# Using Spanner with Machine Learning

Spanner is a great host for your production data, supporting arbitrary transaction throughput and scale for modern applications.

Users often want to access their production data from Spanner in order to generate models or perform modern ML operations.  Spanner integrates with Python to support popular machine-learning operations.

These instructions assume that you have an account and project with Google Cloud.  If not, you can sign up at [cloud.google.com](https://cloud.google.com/).

## Step 1: Install Dependencies

Connecting to Spanner requires installing Spanner's Python Client.

The spanner-analytics package contains additional functions that facilitate ML workflows, including a Jupyter "Magic" command for bulk-fetching data from Spanner.

This example demonstrates how to use Spanner data with scikit-learn models.  This approach can easily be adapted to other popular modeling libraries as well.

In [None]:
!pip install google-cloud-spanner spanner-analytics scikit-learn
%load_ext spanner_analytics.magic

## Step 2:  Authenticate to GCP

Google offers a variety of options for authenticating to GCP.  Please see the [documentation](https://googleapis.dev/python/google-api-core/latest/auth.html) for more details.
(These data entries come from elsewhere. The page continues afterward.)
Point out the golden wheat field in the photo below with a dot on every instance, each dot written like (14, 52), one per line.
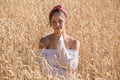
(95, 23)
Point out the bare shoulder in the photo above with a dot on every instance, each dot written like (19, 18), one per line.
(44, 42)
(75, 44)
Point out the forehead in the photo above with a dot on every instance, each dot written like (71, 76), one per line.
(58, 16)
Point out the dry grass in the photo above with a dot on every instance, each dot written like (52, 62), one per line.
(95, 23)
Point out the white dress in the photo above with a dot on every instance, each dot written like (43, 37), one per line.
(60, 61)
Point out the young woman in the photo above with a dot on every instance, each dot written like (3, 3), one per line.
(60, 50)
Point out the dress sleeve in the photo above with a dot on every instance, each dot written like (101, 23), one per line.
(72, 59)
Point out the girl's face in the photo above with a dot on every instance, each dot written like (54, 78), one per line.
(58, 22)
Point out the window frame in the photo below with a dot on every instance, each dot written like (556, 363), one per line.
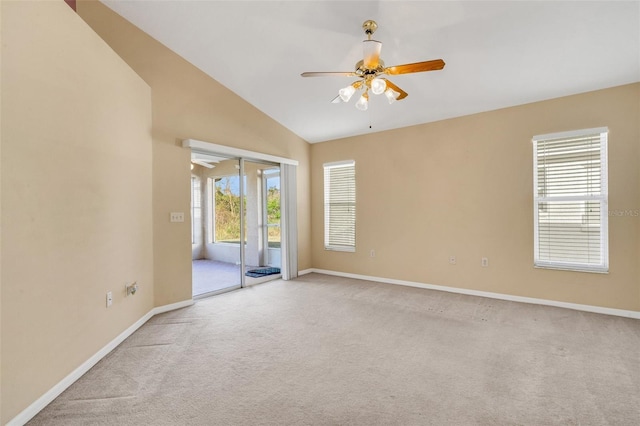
(330, 245)
(601, 198)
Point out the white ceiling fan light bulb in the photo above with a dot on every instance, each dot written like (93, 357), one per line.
(378, 86)
(346, 92)
(391, 95)
(363, 102)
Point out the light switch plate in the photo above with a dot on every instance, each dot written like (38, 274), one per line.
(176, 217)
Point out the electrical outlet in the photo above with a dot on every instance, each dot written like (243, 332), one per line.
(131, 289)
(176, 217)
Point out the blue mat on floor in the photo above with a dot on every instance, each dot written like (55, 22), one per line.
(262, 272)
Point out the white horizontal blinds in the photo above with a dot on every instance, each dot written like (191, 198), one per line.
(570, 200)
(340, 206)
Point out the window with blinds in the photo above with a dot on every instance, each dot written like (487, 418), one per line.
(340, 206)
(570, 200)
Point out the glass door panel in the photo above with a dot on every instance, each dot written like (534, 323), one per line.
(218, 267)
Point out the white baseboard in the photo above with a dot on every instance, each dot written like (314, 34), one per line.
(305, 272)
(33, 409)
(501, 296)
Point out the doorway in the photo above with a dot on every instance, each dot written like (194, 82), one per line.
(236, 218)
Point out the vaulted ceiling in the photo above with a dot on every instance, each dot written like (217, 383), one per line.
(498, 54)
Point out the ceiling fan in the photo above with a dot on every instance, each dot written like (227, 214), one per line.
(369, 71)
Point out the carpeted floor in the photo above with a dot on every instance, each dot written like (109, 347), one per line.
(212, 275)
(323, 350)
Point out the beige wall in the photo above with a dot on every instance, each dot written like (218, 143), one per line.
(464, 187)
(76, 197)
(189, 104)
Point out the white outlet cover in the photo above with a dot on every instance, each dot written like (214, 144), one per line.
(176, 217)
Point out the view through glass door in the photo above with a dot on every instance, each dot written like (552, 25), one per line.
(228, 252)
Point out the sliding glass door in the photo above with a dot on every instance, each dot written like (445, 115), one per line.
(236, 223)
(261, 221)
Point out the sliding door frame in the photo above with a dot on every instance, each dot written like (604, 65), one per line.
(289, 245)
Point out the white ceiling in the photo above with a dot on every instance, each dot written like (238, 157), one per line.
(497, 54)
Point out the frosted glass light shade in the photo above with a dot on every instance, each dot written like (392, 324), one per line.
(378, 86)
(391, 95)
(346, 93)
(363, 102)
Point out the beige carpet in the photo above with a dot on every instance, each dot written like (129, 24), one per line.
(329, 351)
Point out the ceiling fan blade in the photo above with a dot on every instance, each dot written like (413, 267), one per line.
(436, 64)
(372, 50)
(392, 86)
(328, 74)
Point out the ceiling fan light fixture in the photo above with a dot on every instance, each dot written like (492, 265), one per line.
(346, 92)
(378, 86)
(391, 95)
(363, 102)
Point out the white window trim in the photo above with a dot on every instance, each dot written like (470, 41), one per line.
(327, 245)
(603, 197)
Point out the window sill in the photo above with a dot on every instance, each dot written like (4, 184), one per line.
(572, 268)
(343, 249)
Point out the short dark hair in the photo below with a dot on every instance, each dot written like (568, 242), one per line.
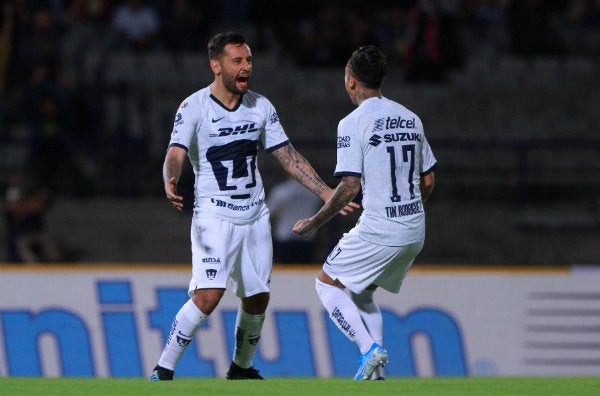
(217, 43)
(369, 65)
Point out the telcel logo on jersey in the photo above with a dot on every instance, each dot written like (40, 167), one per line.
(343, 141)
(238, 130)
(393, 123)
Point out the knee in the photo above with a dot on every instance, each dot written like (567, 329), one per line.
(256, 304)
(207, 299)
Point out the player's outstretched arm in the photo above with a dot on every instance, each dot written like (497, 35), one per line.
(298, 166)
(342, 195)
(426, 186)
(171, 172)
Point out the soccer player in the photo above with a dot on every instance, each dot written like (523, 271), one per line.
(219, 129)
(381, 147)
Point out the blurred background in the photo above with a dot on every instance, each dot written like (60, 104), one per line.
(507, 91)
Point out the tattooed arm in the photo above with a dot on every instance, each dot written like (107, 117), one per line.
(296, 165)
(342, 195)
(171, 173)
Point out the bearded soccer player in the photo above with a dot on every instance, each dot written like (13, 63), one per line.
(219, 129)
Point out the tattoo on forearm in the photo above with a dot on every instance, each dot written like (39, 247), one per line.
(343, 194)
(299, 167)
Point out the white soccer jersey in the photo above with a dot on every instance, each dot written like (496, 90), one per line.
(384, 143)
(222, 145)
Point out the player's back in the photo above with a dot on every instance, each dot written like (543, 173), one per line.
(394, 154)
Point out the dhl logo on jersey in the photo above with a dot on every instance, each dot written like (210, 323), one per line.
(238, 130)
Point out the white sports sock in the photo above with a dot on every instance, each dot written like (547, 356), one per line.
(370, 314)
(344, 314)
(185, 325)
(247, 335)
(371, 317)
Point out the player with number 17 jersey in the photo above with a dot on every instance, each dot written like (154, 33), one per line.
(222, 145)
(383, 142)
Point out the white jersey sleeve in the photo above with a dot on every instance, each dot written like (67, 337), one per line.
(222, 146)
(384, 143)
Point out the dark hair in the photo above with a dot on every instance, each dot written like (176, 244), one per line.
(369, 65)
(217, 43)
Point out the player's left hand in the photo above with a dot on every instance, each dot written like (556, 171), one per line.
(304, 228)
(349, 208)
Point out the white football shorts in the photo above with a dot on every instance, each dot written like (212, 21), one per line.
(236, 255)
(358, 263)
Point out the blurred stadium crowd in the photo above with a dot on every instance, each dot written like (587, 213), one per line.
(88, 88)
(43, 48)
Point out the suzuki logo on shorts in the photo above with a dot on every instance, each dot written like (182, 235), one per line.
(211, 274)
(238, 130)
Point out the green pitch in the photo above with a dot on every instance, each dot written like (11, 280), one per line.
(584, 386)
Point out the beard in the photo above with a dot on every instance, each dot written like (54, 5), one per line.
(231, 83)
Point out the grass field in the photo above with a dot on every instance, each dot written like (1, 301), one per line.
(568, 386)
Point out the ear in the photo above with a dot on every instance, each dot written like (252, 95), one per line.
(351, 82)
(215, 66)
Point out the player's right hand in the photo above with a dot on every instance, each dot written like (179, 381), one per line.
(171, 191)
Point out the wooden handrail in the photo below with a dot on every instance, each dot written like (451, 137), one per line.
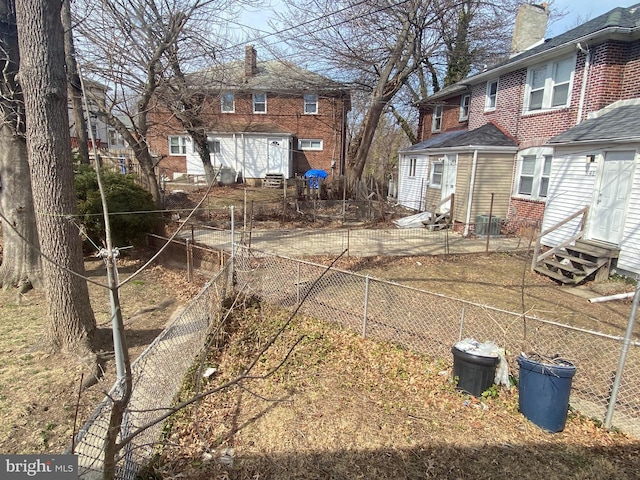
(433, 219)
(536, 251)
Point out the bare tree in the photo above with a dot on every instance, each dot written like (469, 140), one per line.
(43, 79)
(131, 46)
(381, 47)
(20, 260)
(74, 85)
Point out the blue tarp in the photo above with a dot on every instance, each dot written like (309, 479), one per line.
(313, 176)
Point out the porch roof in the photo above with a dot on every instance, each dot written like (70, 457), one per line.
(485, 136)
(618, 123)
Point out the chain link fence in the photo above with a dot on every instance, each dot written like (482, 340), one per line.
(425, 322)
(157, 377)
(431, 323)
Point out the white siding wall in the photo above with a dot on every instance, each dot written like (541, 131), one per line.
(242, 153)
(629, 259)
(412, 189)
(571, 186)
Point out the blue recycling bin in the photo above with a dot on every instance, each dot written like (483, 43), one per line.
(544, 390)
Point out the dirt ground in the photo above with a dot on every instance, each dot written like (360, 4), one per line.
(344, 407)
(40, 404)
(386, 412)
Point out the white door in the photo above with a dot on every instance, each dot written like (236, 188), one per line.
(275, 155)
(449, 170)
(613, 185)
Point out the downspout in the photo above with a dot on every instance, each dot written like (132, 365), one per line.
(235, 154)
(471, 185)
(585, 75)
(244, 149)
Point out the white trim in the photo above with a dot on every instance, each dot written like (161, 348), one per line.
(548, 76)
(254, 103)
(233, 102)
(488, 96)
(305, 103)
(462, 117)
(308, 144)
(436, 118)
(432, 170)
(539, 156)
(183, 140)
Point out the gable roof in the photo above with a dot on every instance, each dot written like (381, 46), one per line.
(617, 123)
(272, 76)
(621, 23)
(485, 136)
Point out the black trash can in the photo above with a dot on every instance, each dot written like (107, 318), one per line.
(475, 373)
(544, 389)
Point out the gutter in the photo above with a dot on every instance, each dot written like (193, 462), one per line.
(605, 34)
(593, 142)
(585, 76)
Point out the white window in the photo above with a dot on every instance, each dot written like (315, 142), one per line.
(544, 178)
(178, 145)
(413, 162)
(259, 103)
(227, 103)
(436, 122)
(549, 86)
(309, 144)
(214, 146)
(534, 170)
(464, 107)
(492, 95)
(310, 103)
(437, 167)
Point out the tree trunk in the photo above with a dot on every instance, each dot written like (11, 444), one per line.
(74, 86)
(202, 146)
(43, 79)
(147, 169)
(361, 142)
(20, 258)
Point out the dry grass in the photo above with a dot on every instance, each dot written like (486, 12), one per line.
(38, 391)
(347, 407)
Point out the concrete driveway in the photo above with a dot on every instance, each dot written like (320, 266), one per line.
(357, 242)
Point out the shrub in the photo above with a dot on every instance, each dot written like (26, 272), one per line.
(130, 207)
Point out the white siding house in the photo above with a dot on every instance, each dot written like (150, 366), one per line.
(413, 178)
(595, 165)
(246, 155)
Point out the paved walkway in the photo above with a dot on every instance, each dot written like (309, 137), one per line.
(358, 242)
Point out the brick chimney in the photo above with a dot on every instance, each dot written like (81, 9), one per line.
(250, 58)
(530, 27)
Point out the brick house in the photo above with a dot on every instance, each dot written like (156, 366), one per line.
(263, 118)
(564, 101)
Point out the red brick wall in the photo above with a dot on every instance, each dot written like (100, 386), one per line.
(284, 115)
(450, 118)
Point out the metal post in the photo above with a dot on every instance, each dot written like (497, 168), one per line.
(233, 246)
(486, 248)
(298, 284)
(623, 358)
(189, 260)
(461, 325)
(366, 306)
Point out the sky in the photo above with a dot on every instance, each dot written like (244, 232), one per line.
(579, 11)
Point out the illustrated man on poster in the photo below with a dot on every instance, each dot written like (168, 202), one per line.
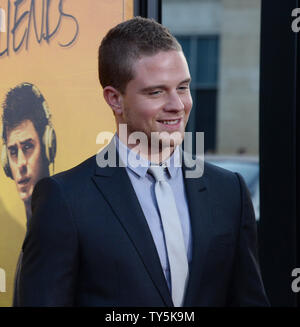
(147, 234)
(29, 144)
(29, 141)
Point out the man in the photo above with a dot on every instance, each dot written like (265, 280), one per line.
(26, 127)
(142, 235)
(29, 144)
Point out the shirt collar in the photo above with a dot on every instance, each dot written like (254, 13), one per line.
(172, 164)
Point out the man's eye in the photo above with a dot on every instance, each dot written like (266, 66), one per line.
(157, 92)
(27, 147)
(13, 152)
(183, 88)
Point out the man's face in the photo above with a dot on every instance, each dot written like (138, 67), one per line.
(25, 158)
(158, 98)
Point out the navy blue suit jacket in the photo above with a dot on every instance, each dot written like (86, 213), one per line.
(88, 243)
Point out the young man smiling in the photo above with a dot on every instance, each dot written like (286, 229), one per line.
(142, 235)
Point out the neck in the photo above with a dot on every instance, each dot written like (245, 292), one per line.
(146, 151)
(28, 209)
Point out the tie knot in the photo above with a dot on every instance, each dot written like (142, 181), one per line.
(157, 172)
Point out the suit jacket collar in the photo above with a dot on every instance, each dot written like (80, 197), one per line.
(115, 185)
(116, 188)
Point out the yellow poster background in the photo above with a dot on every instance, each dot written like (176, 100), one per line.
(68, 79)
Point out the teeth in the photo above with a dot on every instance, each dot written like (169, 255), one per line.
(170, 122)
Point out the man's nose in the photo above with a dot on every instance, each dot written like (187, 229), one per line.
(21, 160)
(174, 102)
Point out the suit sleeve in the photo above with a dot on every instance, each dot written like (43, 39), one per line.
(50, 250)
(247, 286)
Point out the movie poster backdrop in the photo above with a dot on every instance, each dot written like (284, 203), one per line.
(51, 104)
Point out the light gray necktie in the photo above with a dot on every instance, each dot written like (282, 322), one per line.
(173, 234)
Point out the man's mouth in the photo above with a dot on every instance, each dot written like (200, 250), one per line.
(169, 122)
(24, 181)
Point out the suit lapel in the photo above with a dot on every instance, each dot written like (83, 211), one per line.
(116, 188)
(201, 228)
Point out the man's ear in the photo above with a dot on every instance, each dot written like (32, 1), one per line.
(114, 99)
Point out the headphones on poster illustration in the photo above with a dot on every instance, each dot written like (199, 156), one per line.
(48, 139)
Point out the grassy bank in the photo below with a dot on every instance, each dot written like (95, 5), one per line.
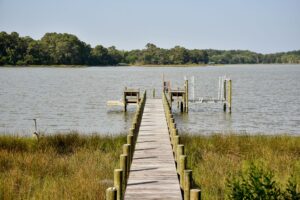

Google's hosted Notebook offerings provide a convenient built-in authentication method, as illustrated below.  This method will open a pop-up window asking you to authenticate this notebook using your Google credentials.

In [None]:
from google.colab import auth
auth.authenticate_user()

## Step 3:  Fetching Data

Now we want to read data from Spanner into a DataFrame.  To do this, we use the Spanner Magic command that we loaded previously.

Make sure to substitute in your desired project, instance, and database IDs.  Also, update the query to point at an existing table in your database.  If you don't yet have an instance or a database or a table, see Cloud Spanner's [Quickstart Guide](https://cloud.google.com/spanner/docs/quickstart-console).

In [None]:
%%spanner results_df --project <project_id> --instance <instance_id> --database <database_id>

SELECT train1, train2, train3, actual FROM my_table;

The query will be run using Spanner [DataBoost](https://cloud.google.com/spanner/docs/databoost/databoost-overview), which avoids placing load on your production cluster by spinning up new compute resources to run the query.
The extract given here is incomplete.